La figure de Heinrich Schütz domine
de sa d’autant plus impressionnante stature que l’homme lui-même semble avoir
été pétri d’humilité toute la musique allemande d’un XVIIe siècle que sa
remarquable longévité – il est mort en 1672 à l’âge respectable de 87 ans – lui
a permis de traverser aux trois quarts, en côtoyant aussi bien le luxe des cours
que l’épouvante et la géhenne durant la guerre de Trente Ans. À son poste de
Kapellmeister de Dresde, qu’il occupa dès 1621 sans plus guère s’en éloigner par
la suite, il produisit un vaste catalogue d’environ cinq cents partitions,
majoritairement sacrées, qui façonnèrent en profondeur la conception de la
musique dans sa patrie en y introduisant des éléments de ce qui était alors
regardé comme la modernité, dont il était allé s’abreuver directement à la
source lors de deux séjours en Italie, le premier de 1609 à 1612-13 auprès de
Giovanni Gabrieli, le second en 1628-1629 auprès de Claudio Monteverdi ; il
avait rapporté dans ses bagages la polychoralité, qui était néanmoins déjà
parvenue, grâce aux échanges commerciaux des cités hanséatiques, à Hambourg où
elle était pratiquée autour de 1600 comme le démontrent, par exemple, les œuvres
de Hieronymus Praetorius, et surtout une connaissance approfondie de l’art du
madrigal qui lui permit de faire souffler sur ses compositions le vent d’une
expressivité nouvelle qu’il s’employa à canaliser pour la mettre entièrement au
service de la Parole — rappelons que nous sommes ici en présence d’un
compositeur protestant dont la foi ne fut apparemment jamais ébranlée par les
vicissitudes qu’il traversa.
De par ses fonctions, Schütz forma un
nombre important d’élèves, avec certains desquels se nouèrent des liens d’amitié
– il nomme ainsi Christoph Bernhard « mon fils » –, qui essaimèrent dans tout le
pays en y propageant son enseignement. Si on peut reprocher quelque chose au
Sagittarius, bien qu’il n’en soit pas responsable, c’est d’avoir eu un talent
tel qu’il a fatalement obombré celui de ses disciples. Hormis aux férus de ce
répertoire, les noms de David Pohle, Kapellmeister entre autres à Weissenfels,
Zeitz et Merseburg, Johann Theile, qui occupa les mêmes fonctions à Gottorf et
Wolfenbüttel, Johann Vierdanck, instrumentiste à Güstrow puis Stralsund, Johann
Schop, dont la plus grande partie de la carrière se déroula à Hambourg et qui,
s’il ne fut pas élève de Schütz, fut influencé par lui dans ses œuvres sacrées
(encore inédites au disque, avis aux amateurs), n’évoqueront probablement pas
grand chose, ce que l’on ne peut que déplorer compte tenu de leur qualité.
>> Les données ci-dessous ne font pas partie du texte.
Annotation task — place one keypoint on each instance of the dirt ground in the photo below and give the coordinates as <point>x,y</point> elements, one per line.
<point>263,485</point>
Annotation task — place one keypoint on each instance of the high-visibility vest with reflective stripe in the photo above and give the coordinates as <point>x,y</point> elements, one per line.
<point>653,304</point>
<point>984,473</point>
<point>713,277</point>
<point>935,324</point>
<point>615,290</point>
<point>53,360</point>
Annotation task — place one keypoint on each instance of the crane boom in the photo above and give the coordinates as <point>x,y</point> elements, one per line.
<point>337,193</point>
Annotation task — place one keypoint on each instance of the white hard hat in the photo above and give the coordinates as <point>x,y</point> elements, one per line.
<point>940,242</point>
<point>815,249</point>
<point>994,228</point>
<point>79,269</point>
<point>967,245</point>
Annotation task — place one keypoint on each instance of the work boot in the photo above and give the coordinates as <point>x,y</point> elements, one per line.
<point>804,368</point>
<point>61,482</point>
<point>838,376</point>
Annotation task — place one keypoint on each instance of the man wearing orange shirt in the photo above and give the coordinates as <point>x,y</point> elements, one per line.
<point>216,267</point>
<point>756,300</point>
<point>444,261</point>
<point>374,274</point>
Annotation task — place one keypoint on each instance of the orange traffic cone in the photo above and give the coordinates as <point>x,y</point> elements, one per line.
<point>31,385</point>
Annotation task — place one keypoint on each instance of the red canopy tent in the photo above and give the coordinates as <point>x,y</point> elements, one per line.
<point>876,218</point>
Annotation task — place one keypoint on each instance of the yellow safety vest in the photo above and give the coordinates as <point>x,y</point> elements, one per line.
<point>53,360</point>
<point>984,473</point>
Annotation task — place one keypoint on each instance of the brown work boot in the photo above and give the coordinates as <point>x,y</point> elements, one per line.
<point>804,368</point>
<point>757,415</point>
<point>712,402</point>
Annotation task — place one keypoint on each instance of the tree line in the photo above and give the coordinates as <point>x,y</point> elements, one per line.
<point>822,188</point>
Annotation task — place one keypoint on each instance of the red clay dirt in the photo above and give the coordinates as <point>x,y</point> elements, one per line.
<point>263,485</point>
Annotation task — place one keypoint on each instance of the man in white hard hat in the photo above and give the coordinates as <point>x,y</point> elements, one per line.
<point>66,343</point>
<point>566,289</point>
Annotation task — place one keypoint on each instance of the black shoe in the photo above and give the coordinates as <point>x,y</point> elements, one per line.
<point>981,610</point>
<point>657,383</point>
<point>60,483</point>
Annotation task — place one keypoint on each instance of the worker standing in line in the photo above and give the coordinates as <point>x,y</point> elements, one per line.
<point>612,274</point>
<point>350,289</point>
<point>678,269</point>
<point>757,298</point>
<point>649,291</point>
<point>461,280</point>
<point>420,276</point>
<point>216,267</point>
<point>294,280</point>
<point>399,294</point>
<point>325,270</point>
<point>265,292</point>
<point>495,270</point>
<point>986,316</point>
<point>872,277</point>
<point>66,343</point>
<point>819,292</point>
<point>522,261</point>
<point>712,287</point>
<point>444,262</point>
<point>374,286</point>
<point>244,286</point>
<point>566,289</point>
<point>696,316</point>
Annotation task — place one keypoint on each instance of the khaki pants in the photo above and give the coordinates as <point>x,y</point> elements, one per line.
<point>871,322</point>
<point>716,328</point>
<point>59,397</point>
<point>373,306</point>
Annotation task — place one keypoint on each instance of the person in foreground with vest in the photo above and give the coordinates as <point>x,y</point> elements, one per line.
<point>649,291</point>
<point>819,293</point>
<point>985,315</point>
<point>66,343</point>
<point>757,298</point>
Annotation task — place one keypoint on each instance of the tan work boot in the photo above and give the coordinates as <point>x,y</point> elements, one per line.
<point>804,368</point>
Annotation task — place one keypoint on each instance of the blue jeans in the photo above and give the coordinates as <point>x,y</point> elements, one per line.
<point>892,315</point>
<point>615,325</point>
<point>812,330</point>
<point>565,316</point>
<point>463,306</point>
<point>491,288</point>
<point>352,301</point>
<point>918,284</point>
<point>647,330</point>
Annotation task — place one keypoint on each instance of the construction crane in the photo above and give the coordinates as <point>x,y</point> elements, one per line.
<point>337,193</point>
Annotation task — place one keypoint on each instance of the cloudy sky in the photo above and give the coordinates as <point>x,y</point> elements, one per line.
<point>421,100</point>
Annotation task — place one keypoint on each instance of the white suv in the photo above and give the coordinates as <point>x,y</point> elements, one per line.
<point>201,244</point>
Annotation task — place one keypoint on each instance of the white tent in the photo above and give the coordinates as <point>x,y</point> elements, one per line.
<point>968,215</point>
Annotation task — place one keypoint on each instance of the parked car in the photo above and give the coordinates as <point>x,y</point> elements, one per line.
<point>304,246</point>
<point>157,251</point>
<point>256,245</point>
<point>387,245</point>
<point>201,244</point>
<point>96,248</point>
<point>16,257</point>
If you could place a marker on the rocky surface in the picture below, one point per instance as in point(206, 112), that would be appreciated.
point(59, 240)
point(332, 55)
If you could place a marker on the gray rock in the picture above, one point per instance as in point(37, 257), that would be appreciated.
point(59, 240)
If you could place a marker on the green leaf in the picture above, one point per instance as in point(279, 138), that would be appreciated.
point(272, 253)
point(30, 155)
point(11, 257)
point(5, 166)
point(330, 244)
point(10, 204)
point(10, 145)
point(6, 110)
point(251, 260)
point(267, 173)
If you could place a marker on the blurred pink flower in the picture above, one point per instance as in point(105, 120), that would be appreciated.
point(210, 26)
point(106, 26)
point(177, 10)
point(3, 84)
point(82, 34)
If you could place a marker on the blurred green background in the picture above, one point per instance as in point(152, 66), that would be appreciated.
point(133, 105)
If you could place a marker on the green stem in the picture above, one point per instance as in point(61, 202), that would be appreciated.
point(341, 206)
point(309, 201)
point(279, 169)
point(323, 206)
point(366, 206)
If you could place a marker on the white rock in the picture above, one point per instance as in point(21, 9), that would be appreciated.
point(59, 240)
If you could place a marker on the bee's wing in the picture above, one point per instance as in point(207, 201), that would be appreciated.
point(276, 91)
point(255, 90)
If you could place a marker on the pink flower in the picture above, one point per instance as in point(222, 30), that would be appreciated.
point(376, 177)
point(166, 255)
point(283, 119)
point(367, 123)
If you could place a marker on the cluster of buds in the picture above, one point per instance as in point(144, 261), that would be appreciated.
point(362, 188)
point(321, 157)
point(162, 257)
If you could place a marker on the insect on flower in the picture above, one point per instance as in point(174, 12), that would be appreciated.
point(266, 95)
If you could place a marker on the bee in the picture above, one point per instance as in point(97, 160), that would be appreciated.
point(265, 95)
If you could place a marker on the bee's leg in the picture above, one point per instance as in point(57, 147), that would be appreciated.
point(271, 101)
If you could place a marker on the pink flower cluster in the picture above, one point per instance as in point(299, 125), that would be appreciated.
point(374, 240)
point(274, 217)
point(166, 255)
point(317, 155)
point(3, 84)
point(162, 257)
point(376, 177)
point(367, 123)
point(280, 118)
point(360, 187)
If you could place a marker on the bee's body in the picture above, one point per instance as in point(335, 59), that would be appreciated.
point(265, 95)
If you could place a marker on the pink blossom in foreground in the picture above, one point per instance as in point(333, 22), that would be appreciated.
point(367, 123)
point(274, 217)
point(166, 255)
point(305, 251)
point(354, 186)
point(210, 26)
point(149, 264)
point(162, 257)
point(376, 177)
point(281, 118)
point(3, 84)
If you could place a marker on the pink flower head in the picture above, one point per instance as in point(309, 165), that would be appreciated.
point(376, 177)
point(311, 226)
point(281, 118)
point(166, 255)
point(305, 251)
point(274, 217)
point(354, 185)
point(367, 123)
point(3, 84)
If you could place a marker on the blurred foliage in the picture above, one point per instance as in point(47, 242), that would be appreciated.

Christoph Bernhard et surtout Matthias Weckmann ont eu une postérité un peu plus
heureuse ; la destinée de ces deux musiciens est liée, puisque le premier
rejoignit le second à Hambourg, où il occupait la tribune de la Jacobikirche
depuis 1655, en 1663, les deux amis travaillant de concert à rendre florissante
la renommée artistique de la ville, notamment au sein d’un collegium musicum qui
accueillit entre autres Reincken et Buxtehude, contribuant sans le savoir à
forger l’avenir de la musique allemande. C’est à Bernhard que Schütz commanda,
en 1670, le motet qui fut joué lors de ses funérailles et, par une étonnante
coïncidence, ce brillant élève devenu un maître renommé fut rappelé à Dresde en
1674 deux ans après la mort du grand Heinrich et dans les jours même où mourut
Weckmann, refermant en quelque sorte la boucle de l’héritage schutzéen direct.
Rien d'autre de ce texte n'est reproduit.